DURHAM, N.H., May 13 (UPI) — What exactly coaxes the first lightning bolt from storm clouds? What initiates the charged strike and bellowing thunder? A new study suggests pockets of anti-electron clouds could have something to do with it.

Researchers at the University of New Hampshire recently gathered some surprising, yet puzzling, insights into the world of lightning formation when a research plane they were on found its way into the top of an active thunderstorm.

While riding aboard a Gulfstream V, operated by the National Center for Atmospheric Research, a team scientists found themselves unexpectedly in the midst of a violent storm. While passing through the storm clouds, the researchers’ instruments picked up a strange phenomenon — a cluster of positron clouds.

Positrons are the antimatter opposite of electrons, and typically come complete with physical byproducts like intense gamma-ray emissions.
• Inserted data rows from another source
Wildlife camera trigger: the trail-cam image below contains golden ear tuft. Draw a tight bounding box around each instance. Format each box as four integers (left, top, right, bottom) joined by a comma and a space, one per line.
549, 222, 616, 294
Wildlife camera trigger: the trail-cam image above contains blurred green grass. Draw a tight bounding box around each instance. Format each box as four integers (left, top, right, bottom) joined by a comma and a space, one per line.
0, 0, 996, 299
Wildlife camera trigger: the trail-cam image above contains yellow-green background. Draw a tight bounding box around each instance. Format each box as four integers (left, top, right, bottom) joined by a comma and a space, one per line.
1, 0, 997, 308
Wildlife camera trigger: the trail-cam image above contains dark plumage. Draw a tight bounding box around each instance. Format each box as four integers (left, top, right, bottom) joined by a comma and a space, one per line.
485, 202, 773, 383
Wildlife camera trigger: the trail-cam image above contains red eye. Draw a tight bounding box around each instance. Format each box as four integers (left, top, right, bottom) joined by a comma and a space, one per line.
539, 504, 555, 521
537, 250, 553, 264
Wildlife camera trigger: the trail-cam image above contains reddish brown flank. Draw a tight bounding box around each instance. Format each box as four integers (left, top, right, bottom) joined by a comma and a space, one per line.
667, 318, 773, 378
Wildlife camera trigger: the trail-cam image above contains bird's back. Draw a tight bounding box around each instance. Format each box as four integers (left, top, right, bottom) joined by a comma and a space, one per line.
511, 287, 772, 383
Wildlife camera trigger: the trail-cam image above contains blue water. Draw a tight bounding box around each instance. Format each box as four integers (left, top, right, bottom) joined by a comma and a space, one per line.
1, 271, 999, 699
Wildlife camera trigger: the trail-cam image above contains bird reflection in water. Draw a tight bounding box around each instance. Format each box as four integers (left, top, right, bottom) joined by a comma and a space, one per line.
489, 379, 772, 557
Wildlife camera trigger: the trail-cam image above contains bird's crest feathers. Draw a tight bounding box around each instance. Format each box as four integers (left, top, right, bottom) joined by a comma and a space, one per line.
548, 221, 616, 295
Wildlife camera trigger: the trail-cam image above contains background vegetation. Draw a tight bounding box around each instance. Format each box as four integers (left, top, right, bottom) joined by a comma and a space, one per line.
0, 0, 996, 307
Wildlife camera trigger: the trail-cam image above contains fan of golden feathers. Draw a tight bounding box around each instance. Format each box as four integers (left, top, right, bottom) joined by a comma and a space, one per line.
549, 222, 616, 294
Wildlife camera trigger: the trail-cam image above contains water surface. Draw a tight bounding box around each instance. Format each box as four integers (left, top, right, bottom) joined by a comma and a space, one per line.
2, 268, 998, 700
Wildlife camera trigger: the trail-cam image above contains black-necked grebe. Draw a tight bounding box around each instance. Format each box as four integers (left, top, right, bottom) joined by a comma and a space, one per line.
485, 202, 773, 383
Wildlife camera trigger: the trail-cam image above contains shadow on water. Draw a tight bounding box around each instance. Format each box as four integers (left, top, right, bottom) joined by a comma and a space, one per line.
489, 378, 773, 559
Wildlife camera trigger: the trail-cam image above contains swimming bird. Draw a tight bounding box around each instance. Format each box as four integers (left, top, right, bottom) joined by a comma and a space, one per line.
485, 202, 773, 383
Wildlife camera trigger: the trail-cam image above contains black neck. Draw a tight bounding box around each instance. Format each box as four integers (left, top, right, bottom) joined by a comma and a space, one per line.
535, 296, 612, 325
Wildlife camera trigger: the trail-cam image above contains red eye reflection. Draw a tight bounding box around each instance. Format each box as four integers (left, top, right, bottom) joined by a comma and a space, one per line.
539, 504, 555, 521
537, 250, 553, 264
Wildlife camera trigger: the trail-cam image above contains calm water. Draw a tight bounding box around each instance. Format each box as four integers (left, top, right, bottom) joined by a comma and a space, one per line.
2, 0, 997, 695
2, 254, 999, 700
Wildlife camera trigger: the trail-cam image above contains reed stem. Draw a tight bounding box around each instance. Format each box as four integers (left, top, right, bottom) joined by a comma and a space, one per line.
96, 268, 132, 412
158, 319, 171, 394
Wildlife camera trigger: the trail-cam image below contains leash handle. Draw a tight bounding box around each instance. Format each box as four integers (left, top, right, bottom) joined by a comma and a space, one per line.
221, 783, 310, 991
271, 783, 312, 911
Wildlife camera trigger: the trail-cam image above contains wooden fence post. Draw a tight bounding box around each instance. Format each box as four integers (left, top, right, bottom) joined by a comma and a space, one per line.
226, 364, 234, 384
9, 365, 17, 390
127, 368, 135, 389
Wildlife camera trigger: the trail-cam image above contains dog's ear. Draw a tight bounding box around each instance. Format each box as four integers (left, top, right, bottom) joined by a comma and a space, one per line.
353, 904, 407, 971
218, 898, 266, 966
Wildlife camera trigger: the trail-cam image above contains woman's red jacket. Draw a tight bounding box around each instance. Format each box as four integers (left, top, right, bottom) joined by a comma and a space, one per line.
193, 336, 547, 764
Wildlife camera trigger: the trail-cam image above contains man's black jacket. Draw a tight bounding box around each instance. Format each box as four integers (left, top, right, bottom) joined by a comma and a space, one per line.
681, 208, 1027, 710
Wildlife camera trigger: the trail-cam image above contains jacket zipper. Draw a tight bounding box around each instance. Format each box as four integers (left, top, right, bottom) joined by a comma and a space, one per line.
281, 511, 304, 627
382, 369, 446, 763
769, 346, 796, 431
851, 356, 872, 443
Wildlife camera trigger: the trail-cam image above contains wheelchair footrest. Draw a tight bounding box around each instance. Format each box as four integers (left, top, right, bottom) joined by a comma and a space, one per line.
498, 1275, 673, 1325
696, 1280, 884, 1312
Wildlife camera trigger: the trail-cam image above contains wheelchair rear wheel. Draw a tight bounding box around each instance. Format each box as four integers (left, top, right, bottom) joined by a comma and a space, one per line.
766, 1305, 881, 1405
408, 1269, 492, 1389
But no gamma-ray energy was observed, and the presence of the anti-electron clouds seemed to defy the scientists current understanding of physics.

While most of the observable world is made up of normal matter, the laws and theories of physics suggest that for all normal matter there is corresponding antimatter. When normal matter and antimatter meet — such as when an electron and positron come together — they both are annihilated and their destruction results in a intense burst of gamma rays.

“The fact that, apparently out of nowhere, the number of positrons around us suddenly increased by more than a factor of 10 and formed a cloud around the aircraft is very hard to understand. We really have no good explanation for it,” University of New Hampshire physicist Joseph Dwyer said in a press release. Dwyer is a lightning expert at the New Hampshire’s Institute for the Study of Earth, Oceans, and Space.

Thunderstorms are known to sometimes produce brief flashes of gamma rays, producing both electrons and positrons as the rays strike the air. But researchers did not record any gamma rays in the immediate vicinity of the positron clouds.

 

It’s possible the positron clouds are a sign of a theoretical phenomenon called dark lightning, whereby high-energy particles are accelerated, producing positrons and helping discharge storm clouds.

“In detecting the positrons, it’s possible we were seeing sort of the fingerprint of dark lightning. It’s possible, but none of the explanations are totally satisfying,” Dwyer said.

Dwyer and his colleagues are admittedly fascinated by their harrowing, yet eye-opening experience. But they aren’t necessarily any wiser for it.

“We really don’t understand how lightning gets started very well because we don’t understand the electrical environment of thunderstorms,” Dwyer acknowledged. “This positron phenomenon could be telling us something new about how thunderstorms charge up and make lightning, but our finding definitely complicates things because it doesn’t fit into the picture that was developing.”